Tanpa menunggu jawaban, Violet membuka pintu ruang studi dengan senyum licik.
“Kau tampak cukup sibuk hari ini, Lord Lenokhonen.”
“Itu Young Duke. Kukira aku sudah meluruskannya sebelumnya.”
“Oh, untuk apa repot-repot dengan formalitas di antara kita?”
Violet tertawa kecil lalu menjatuhkan diri di sofa ruang studi dengan ekspresi main-main.
Cassis Lenokhonen menyipitkan mata dan bertanya,
“Jadi, apa yang membawamu kemari hari ini? Jika ini tentang lamaran pertunanganmu—”
“Oh, lupakan soal pertunangan. Aku sudah berubah pikiran. Aku tak tertarik lagi padamu.”
“…Apa maksudnya itu?”
Violet memiringkan kepalanya dengan senyum kecil, rambut merahnya jatuh mengalir.
“Kenapa? Kau kecewa karena aku menyerah sekarang?”
“Tidak sama sekali. Aku hanya khawatir kau sedang merencanakan sesuatu.”
“Haha, yah, kau benar. Aku memang sedang menyusun rencana.”
Matanya berkilat penuh siasat.
“Tapi ini tidak akan merugikanmu.”
“Rencana seperti apa ini?”
“Francia Fervache.”
Cassis membeku. Tangan yang memegang penanya berhenti seketika saat mendengar nama itu.
“Aku tidak tahu kenapa kau membahasnya.”
“Jangan berpura-pura bodoh. Kau tergila-gila pada Lady Fervache.”
“……”
“Percayalah, ini akan menguntungkanmu. Dengarkan aku dulu.”
Violet menyilangkan kakinya dan menopang dagu dengan tangan, menampilkan senyum santai.
“Pesta sosial yang akan datang. Hadiri sebagai pasanganku.”
“…Jadi rencanamu hanya untuk menipuku?”
“Dengar dulu sampai aku selesai.”
Saat ekspresi Cassis mengeras, Violet mengangkat bahu dan melanjutkan.
“Saat pesta, kita akan diam-diam bertukar pasangan. Aku akan mendekati Yohan Harsen, dan kau bisa fokus pada Lady Fervache.”
“…Yohan Harsen? Kau tertarik padanya?”
“Ya. Sangat tertarik, sampai-sampai aku ingin memilikinya sendiri.”
Senyum penuh arti terukir di bibir Violet.
“Kau fokus pada Lady Fervache. Aku yang akan mengurus sisanya.”
Cassis meletakkan penanya dan berdiri, lalu duduk di sofa, tepat di seberang Violet, siap mendengarkan.
“Jelaskan rencanamu secara rinci.”
“Akhirnya bersedia bekerja sama, ya?”
Violet tertawa kecil dan mulai menjelaskan.
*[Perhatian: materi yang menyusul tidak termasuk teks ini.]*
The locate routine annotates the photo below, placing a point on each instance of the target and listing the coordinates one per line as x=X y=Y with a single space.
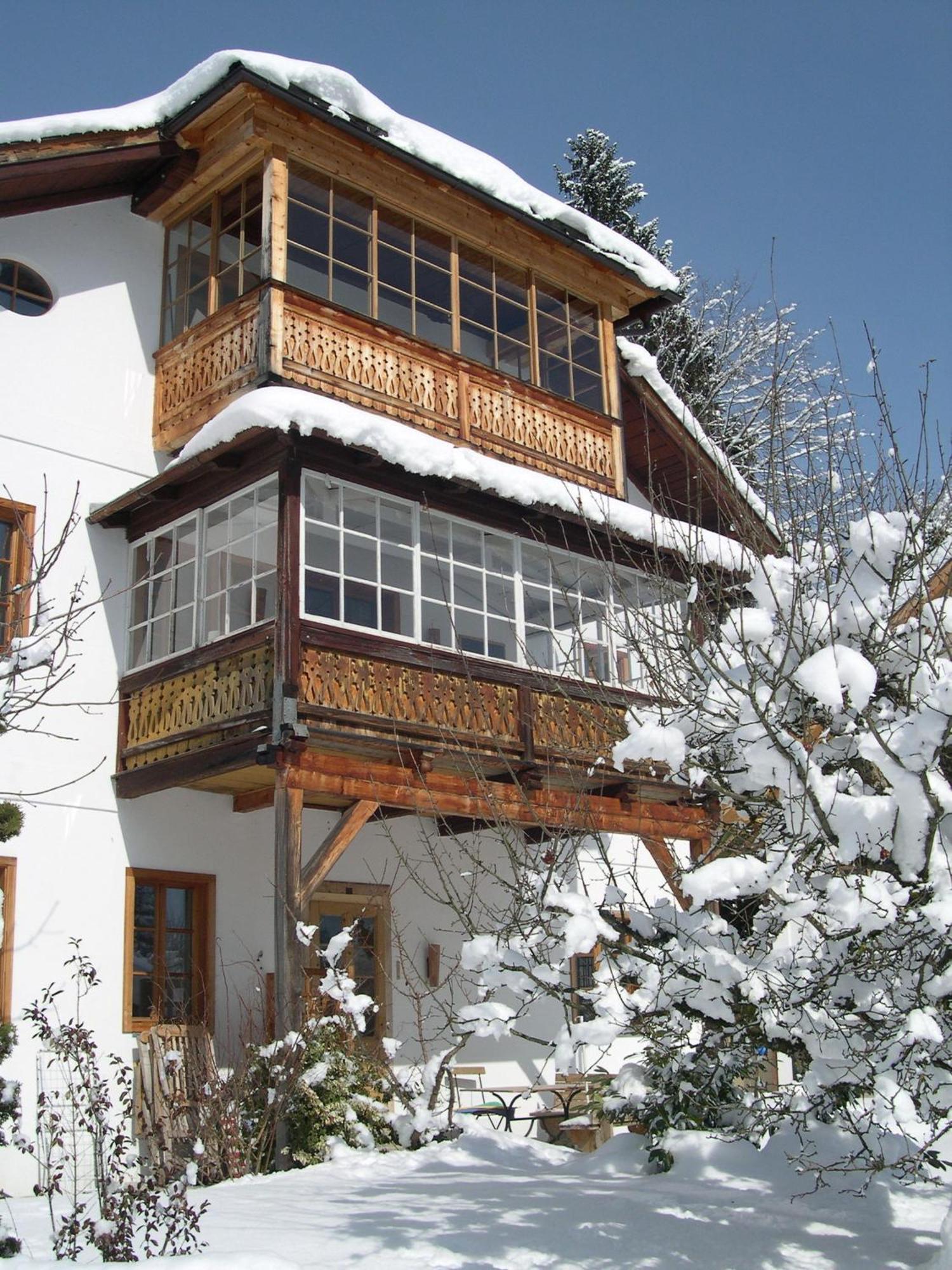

“Karena pesta itu akan penuh dengan orang-orang penting, cepat atau lambat mereka berdua pasti akan berpisah. Lady Fervache terkenal, bagaimanapun juga.”
“Lalu?”
“Itulah saatnya aku mendekati Yohan. Aku punya kartu truf yang akan memaksanya berinteraksi denganku.”
“Hm.”
Cassis mengusap dagunya, alisnya berkerut dalam pemikiran. Violet melanjutkan.
“Begitu mereka terpisah, kau akan punya kesempatan untuk mendekati Lady Fervache. Aku akan sepenuhnya fokus pada Yohan.”
“Bukan rencana yang buruk.”
Sebuah senyum tipis terlukis di wajah Cassis saat ia mengangguk.
“Lady Ratalen, ini mungkin pertama kalinya kita benar-benar sepakat.”
“Tepat sekali. Sekarang mulai buat rencana. Kita harus memastikan mereka tetap terpisah.”
Dengan itu, Violet bangkit dari tempat duduknya.
“Hanya itu yang ingin kusampaikan. Kau akan menjadi pasanganku, bukan?”
“Akan konyol jika tidak, mengingat kepentingan kita yang selaras.”
“Sempurna. Aku serahkan ini padamu.”
Violet sedikit memiringkan kepalanya dengan senyum licik. Cassis tertawa kecil.
“Aku akan pergi sekarang. Pastikan kau sudah bersiap dengan baik.”
Keberanian yang ia tunjukkan saat masuk tadi, sama beraninya dengan saat ia pergi. Tanpa ragu, tanpa penyesalan.
Menatap kepergiannya, Cassis berpikir dalam hati,
‘Sepertinya dia benar-benar telah move on.’
Mengingat betapa gigihnya dia mengejarnya dulu—mengirim surat lamaran, membanjirinya dengan hadiah yang tak diinginkan—hampir cukup untuk membuat kepalanya sakit.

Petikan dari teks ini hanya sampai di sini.